Ops notifications

From Wikitech

The operations team provides notification of maintenance or upgrades being done, emergency outages, and day to day work. Below is a summary of the different means in use by ops.

IRC

Primary channel: #wikimedia-operations at irc.freenode.net

Use: day to day work and discussions go on here. Updates to the sysadmin log are done from here.

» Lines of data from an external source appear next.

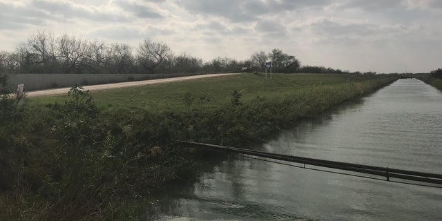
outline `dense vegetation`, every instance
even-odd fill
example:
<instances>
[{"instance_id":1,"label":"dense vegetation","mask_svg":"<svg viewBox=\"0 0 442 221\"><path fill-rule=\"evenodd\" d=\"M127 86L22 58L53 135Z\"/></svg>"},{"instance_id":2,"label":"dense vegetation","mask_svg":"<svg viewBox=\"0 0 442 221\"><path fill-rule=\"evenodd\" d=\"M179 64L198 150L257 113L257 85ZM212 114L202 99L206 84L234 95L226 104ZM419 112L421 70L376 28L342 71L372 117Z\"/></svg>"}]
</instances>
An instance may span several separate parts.
<instances>
[{"instance_id":1,"label":"dense vegetation","mask_svg":"<svg viewBox=\"0 0 442 221\"><path fill-rule=\"evenodd\" d=\"M174 140L259 142L397 78L243 74L93 94L73 87L20 106L3 93L0 220L146 218L159 187L195 180L204 162Z\"/></svg>"},{"instance_id":2,"label":"dense vegetation","mask_svg":"<svg viewBox=\"0 0 442 221\"><path fill-rule=\"evenodd\" d=\"M0 73L200 73L263 71L271 61L273 73L348 73L339 69L301 66L294 55L280 49L253 53L237 61L216 57L204 62L187 53L174 55L164 42L146 39L137 48L74 36L39 31L13 52L0 52ZM318 72L319 70L320 72Z\"/></svg>"},{"instance_id":3,"label":"dense vegetation","mask_svg":"<svg viewBox=\"0 0 442 221\"><path fill-rule=\"evenodd\" d=\"M442 90L442 68L432 70L430 75L419 77L425 83Z\"/></svg>"}]
</instances>

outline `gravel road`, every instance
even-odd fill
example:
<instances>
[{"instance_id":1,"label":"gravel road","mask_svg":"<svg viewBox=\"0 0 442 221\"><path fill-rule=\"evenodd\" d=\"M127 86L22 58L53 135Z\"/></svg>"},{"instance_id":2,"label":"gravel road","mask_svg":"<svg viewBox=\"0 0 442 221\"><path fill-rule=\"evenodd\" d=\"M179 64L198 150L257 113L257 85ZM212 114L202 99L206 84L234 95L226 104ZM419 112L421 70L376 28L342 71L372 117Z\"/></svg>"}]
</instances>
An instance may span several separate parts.
<instances>
[{"instance_id":1,"label":"gravel road","mask_svg":"<svg viewBox=\"0 0 442 221\"><path fill-rule=\"evenodd\" d=\"M219 77L219 76L230 75L236 75L236 74L210 74L210 75L192 75L192 76L186 76L186 77L163 78L163 79L153 79L153 80L146 80L146 81L139 81L90 85L90 86L85 86L83 88L85 90L89 90L90 91L104 90L110 90L110 89L114 89L114 88L140 86L144 86L144 85L149 85L149 84L176 82L176 81L181 81L189 80L193 79L213 77ZM54 96L54 95L66 95L69 91L69 90L70 90L70 88L30 91L26 93L26 97L39 97L39 96Z\"/></svg>"}]
</instances>

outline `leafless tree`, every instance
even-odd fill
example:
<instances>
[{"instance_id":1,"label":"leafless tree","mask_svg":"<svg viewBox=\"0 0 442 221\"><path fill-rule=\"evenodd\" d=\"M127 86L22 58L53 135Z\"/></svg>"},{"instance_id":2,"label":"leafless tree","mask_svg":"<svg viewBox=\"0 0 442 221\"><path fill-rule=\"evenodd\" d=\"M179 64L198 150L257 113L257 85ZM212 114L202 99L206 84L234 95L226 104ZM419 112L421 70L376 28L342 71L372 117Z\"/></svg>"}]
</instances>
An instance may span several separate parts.
<instances>
[{"instance_id":1,"label":"leafless tree","mask_svg":"<svg viewBox=\"0 0 442 221\"><path fill-rule=\"evenodd\" d=\"M251 55L250 59L251 60L253 66L260 67L261 69L265 69L265 62L269 59L269 57L265 52L261 50L259 52L256 52Z\"/></svg>"},{"instance_id":2,"label":"leafless tree","mask_svg":"<svg viewBox=\"0 0 442 221\"><path fill-rule=\"evenodd\" d=\"M128 73L133 66L132 48L125 44L113 44L108 50L106 66L110 72Z\"/></svg>"},{"instance_id":3,"label":"leafless tree","mask_svg":"<svg viewBox=\"0 0 442 221\"><path fill-rule=\"evenodd\" d=\"M50 66L55 59L54 37L51 33L38 31L28 39L28 48L36 58L35 64Z\"/></svg>"},{"instance_id":4,"label":"leafless tree","mask_svg":"<svg viewBox=\"0 0 442 221\"><path fill-rule=\"evenodd\" d=\"M138 48L138 61L151 73L155 73L155 68L164 60L172 56L171 48L166 44L144 39Z\"/></svg>"},{"instance_id":5,"label":"leafless tree","mask_svg":"<svg viewBox=\"0 0 442 221\"><path fill-rule=\"evenodd\" d=\"M57 41L57 54L64 72L81 73L90 52L88 42L66 35L59 37Z\"/></svg>"},{"instance_id":6,"label":"leafless tree","mask_svg":"<svg viewBox=\"0 0 442 221\"><path fill-rule=\"evenodd\" d=\"M89 68L95 71L102 72L109 59L106 50L108 46L104 42L92 41L86 43L89 46L86 56L89 60Z\"/></svg>"}]
</instances>

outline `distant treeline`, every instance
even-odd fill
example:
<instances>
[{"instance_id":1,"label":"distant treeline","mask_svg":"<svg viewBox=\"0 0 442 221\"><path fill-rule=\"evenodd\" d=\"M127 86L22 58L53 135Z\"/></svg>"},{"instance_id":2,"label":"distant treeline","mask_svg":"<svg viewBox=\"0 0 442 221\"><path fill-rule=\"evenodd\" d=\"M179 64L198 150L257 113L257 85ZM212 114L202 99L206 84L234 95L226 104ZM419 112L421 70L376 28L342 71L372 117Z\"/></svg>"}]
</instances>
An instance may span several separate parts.
<instances>
[{"instance_id":1,"label":"distant treeline","mask_svg":"<svg viewBox=\"0 0 442 221\"><path fill-rule=\"evenodd\" d=\"M274 73L349 73L323 66L301 66L294 55L273 49L237 61L218 57L209 61L187 53L174 55L165 43L146 39L138 48L39 31L12 52L0 52L0 73L198 73L264 71L271 61ZM359 72L354 73L360 73Z\"/></svg>"}]
</instances>

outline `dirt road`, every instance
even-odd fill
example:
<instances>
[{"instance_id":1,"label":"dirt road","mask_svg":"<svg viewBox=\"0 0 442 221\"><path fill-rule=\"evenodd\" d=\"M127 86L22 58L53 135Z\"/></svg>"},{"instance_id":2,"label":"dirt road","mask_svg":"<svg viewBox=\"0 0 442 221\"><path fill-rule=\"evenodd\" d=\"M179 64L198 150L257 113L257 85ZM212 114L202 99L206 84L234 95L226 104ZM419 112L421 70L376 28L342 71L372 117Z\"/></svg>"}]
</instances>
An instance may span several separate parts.
<instances>
[{"instance_id":1,"label":"dirt road","mask_svg":"<svg viewBox=\"0 0 442 221\"><path fill-rule=\"evenodd\" d=\"M144 86L144 85L149 85L149 84L176 82L176 81L181 81L189 80L193 79L213 77L219 77L219 76L230 75L236 75L236 74L210 74L210 75L192 75L192 76L186 76L186 77L163 78L163 79L153 79L153 80L146 80L146 81L139 81L90 85L90 86L85 86L83 88L85 90L89 90L90 91L104 90L109 90L109 89L114 89L114 88L140 86ZM70 88L57 88L57 89L48 89L48 90L30 91L30 92L26 93L26 97L39 97L39 96L54 96L54 95L67 95L70 89Z\"/></svg>"}]
</instances>

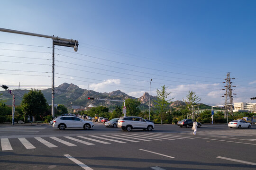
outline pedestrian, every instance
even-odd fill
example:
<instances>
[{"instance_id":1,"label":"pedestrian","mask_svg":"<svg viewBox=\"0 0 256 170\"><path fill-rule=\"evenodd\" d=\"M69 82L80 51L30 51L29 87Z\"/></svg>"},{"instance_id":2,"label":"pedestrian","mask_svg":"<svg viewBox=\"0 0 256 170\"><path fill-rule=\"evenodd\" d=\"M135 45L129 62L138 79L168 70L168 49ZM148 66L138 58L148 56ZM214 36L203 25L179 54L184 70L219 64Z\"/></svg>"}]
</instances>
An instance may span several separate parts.
<instances>
[{"instance_id":1,"label":"pedestrian","mask_svg":"<svg viewBox=\"0 0 256 170\"><path fill-rule=\"evenodd\" d=\"M193 132L193 135L196 135L196 131L197 130L197 122L196 122L196 120L195 119L194 122L193 122L193 126L192 127L192 129L194 130L194 132Z\"/></svg>"}]
</instances>

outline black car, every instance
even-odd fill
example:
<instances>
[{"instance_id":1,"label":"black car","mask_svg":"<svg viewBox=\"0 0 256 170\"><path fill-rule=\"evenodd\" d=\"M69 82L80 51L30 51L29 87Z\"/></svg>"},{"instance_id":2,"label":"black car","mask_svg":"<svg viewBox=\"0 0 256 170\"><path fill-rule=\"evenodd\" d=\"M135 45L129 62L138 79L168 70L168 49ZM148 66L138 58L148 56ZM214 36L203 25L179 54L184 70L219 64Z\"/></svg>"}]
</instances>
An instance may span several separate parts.
<instances>
[{"instance_id":1,"label":"black car","mask_svg":"<svg viewBox=\"0 0 256 170\"><path fill-rule=\"evenodd\" d=\"M194 120L193 119L187 119L178 121L177 124L178 125L178 126L181 127L181 128L182 128L183 127L189 128L189 127L193 126L193 123L194 122ZM197 122L197 128L200 128L202 124L201 124L201 123Z\"/></svg>"}]
</instances>

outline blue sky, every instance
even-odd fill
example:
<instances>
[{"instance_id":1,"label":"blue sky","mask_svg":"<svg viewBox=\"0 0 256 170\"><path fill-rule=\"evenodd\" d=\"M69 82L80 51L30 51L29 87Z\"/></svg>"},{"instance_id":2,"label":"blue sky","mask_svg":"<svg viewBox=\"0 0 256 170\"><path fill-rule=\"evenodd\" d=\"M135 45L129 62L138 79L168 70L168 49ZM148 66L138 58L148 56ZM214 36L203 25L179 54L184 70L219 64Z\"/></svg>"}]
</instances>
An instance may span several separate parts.
<instances>
[{"instance_id":1,"label":"blue sky","mask_svg":"<svg viewBox=\"0 0 256 170\"><path fill-rule=\"evenodd\" d=\"M89 85L89 90L119 89L139 97L149 92L153 78L152 95L165 85L174 101L192 90L203 103L222 104L222 83L230 72L236 78L234 102L252 102L256 5L254 0L8 0L0 7L0 27L79 41L77 52L55 46L55 86ZM52 40L5 32L0 37L0 84L50 88Z\"/></svg>"}]
</instances>

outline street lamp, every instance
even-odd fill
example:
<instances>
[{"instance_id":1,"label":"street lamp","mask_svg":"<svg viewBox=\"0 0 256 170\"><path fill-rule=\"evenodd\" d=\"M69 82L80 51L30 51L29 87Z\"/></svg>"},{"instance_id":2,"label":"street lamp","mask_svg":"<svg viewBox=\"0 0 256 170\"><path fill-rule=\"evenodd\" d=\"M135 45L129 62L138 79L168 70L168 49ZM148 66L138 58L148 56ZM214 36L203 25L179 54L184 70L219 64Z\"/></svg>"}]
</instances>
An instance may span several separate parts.
<instances>
[{"instance_id":1,"label":"street lamp","mask_svg":"<svg viewBox=\"0 0 256 170\"><path fill-rule=\"evenodd\" d=\"M8 92L9 94L12 95L12 125L14 125L14 112L15 112L15 96L12 93L12 91L8 89L9 87L8 86L5 85L1 85L1 87L6 90ZM7 90L8 89L8 90Z\"/></svg>"},{"instance_id":2,"label":"street lamp","mask_svg":"<svg viewBox=\"0 0 256 170\"><path fill-rule=\"evenodd\" d=\"M151 88L151 81L152 79L150 79L150 83L149 83L149 120L150 120L150 91Z\"/></svg>"}]
</instances>

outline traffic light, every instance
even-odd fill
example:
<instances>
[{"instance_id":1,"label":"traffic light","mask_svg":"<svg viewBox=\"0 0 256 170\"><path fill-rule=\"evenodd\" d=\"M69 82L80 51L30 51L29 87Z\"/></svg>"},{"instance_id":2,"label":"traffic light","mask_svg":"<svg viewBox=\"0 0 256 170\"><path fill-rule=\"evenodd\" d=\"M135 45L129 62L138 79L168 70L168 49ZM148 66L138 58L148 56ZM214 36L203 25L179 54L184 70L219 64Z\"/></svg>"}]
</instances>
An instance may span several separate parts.
<instances>
[{"instance_id":1,"label":"traffic light","mask_svg":"<svg viewBox=\"0 0 256 170\"><path fill-rule=\"evenodd\" d=\"M8 88L9 88L9 87L8 87L8 86L5 85L2 85L2 86L1 86L1 87L3 88L4 89L5 89L5 90L7 90Z\"/></svg>"}]
</instances>

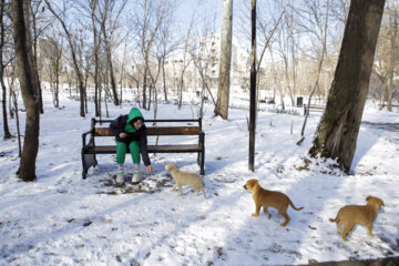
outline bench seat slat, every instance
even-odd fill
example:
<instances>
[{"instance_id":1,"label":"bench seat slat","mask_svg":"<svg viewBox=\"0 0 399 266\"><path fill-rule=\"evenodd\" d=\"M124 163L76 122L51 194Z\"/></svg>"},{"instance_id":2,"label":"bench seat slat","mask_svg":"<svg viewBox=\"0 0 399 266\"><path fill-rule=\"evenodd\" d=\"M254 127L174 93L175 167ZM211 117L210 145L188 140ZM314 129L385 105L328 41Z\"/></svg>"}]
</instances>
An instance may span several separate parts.
<instances>
[{"instance_id":1,"label":"bench seat slat","mask_svg":"<svg viewBox=\"0 0 399 266\"><path fill-rule=\"evenodd\" d=\"M147 145L149 153L191 153L201 152L202 147L198 144L184 144L184 145ZM95 146L88 147L88 154L114 154L116 146Z\"/></svg>"},{"instance_id":2,"label":"bench seat slat","mask_svg":"<svg viewBox=\"0 0 399 266\"><path fill-rule=\"evenodd\" d=\"M147 135L198 135L200 126L157 126L147 127ZM95 127L94 136L113 136L110 127Z\"/></svg>"}]
</instances>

Secondary channel: #wikimedia-tech at irc.freenode.net

Use: during an outage, someone is usually monitoring and providing updates to this channel, while watching for reports of problems.

Other:

For sensitive matters that involve possible security or privacy issues, discussion is carried out elsewhere, for obvious reasons.

Server Admin Log (SAL)

Server Admin Log

Use: powercycling machines, restart of services, upgrades or configuration changes etc. are logged here. During long outages brief status updates will be provided here as well.

Twitter

Everything posted to the Server Admin Log is also posted to twitter [1], account @wikimediatech.

Wiki

Outage post-mortems are published on-wiki as incident reports.

Phabricator

When bugs involving operational issues are opened, followup will be done here (publicly available [2])

Email

There is no single public email mechanism currently in use for updates during site outages or after recovery. (Should there be, or do the above cover us?)

Gerrit

You can look at Gerrit changes and see what has been merged in ops-related projects, f.e. operations/puppet and other operations/* repositories.